O prazer da leitura

Um projeto literário recheado de aventuras e aprendizado foi aplicado na Escola Municipal Serafina Milioli Pescador, bairro Operária Nova de Criciúma. Estamos nos referindo a “Maleta Literária”, que apresentou a importância da leitura, criatividade e dessa forma transportou os alunos para o desconhecido, explorando os sentimentos e emoções das turmas do jardim ao quinto ano.
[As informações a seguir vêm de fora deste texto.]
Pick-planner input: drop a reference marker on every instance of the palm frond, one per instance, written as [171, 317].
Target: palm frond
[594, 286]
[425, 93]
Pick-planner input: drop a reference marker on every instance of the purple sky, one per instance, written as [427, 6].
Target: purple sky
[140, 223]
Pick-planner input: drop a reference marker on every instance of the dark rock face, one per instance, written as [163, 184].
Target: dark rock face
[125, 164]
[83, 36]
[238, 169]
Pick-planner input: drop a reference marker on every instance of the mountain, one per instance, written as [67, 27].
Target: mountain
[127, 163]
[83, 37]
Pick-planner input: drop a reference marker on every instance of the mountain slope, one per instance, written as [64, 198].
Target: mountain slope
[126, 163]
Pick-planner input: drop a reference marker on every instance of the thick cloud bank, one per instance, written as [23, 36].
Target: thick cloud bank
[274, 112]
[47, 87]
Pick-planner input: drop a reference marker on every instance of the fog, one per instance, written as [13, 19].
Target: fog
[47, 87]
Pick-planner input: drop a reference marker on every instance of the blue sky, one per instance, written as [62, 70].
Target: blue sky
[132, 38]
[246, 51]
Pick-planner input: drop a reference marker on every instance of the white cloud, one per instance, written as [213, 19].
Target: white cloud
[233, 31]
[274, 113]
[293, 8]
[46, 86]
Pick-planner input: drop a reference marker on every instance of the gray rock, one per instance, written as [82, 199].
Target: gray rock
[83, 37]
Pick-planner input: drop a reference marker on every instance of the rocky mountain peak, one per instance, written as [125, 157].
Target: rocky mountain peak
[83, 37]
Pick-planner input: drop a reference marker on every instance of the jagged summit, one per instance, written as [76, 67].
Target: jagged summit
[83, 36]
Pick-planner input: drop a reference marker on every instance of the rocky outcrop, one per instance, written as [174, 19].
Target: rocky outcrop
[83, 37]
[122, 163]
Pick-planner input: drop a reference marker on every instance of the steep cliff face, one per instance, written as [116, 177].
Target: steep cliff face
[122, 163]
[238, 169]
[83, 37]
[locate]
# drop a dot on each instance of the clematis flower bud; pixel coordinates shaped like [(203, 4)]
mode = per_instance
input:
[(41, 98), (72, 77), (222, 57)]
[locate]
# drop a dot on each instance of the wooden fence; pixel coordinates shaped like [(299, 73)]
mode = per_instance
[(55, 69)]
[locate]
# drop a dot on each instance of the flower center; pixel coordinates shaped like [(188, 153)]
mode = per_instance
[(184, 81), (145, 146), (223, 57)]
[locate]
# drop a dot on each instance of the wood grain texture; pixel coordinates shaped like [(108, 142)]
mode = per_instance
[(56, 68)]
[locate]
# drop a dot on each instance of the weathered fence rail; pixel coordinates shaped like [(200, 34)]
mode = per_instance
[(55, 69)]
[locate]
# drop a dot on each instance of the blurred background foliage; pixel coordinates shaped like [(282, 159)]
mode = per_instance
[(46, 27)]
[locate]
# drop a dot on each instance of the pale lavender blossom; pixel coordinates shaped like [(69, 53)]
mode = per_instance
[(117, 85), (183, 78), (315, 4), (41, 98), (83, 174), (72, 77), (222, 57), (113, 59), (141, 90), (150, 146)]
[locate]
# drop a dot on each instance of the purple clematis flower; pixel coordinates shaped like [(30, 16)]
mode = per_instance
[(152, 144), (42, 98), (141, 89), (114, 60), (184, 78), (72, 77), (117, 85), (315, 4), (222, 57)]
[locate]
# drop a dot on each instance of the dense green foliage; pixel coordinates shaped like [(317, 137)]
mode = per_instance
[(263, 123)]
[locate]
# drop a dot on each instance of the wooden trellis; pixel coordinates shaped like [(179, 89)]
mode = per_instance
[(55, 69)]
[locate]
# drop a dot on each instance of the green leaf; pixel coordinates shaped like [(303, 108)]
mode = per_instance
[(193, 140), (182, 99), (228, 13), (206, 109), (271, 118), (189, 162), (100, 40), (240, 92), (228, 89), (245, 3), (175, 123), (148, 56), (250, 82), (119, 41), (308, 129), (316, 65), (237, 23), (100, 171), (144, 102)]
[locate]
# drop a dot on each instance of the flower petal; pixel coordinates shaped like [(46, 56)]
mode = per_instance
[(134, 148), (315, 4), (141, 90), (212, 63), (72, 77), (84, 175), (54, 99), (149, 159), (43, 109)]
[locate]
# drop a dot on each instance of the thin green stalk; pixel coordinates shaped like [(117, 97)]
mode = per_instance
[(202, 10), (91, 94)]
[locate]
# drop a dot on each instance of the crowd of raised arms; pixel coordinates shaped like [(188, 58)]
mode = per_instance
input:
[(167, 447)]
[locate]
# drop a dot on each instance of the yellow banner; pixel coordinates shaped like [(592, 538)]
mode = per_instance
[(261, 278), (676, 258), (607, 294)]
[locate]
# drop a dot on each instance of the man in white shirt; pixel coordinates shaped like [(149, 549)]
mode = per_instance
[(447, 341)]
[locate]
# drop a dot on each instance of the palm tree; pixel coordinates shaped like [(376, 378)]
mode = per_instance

O fechamento da atividade foi realizado pensando nas habilidades das crianças, com gestos, músicas, expressões, demonstrando todo o aprendizado, tendo como palco o ginásio da escola.

Satisfeita com o resultado positivo do projeto, a diretora da escola, Ana Lúcia dos Santos Maciel, conta que tudo teve início quando a direção da escola e professores, escolheram alguns livros que foram colocados dentro da maleta para que os alunos levassem em datas alternadas para casa e junto com os pais, construíssem relatos escritos e desenhados. “Foi uma oportunidade de unir a família e propor este envolvimento aos pais e responsáveis, que tiveram uma participação pra lá de especial, pois percebemos que muitos leram e fizeram a atividade junto com os filhos com desenhos e relatos surpreendentes”, fala Ana Lúcia entusiasmada.

Dentro do tema bullyng os alunos do Jardim B, fizeram uma apresentação que fez um alerta sobre o problema. “Bullyng é uma coisa muito feia. Não pode acontecer isso”, disse Maria Eduarda Vilela, seis anos. Já os pequenos do Jardim Multiserial A, fizeram um livro que destacou a família.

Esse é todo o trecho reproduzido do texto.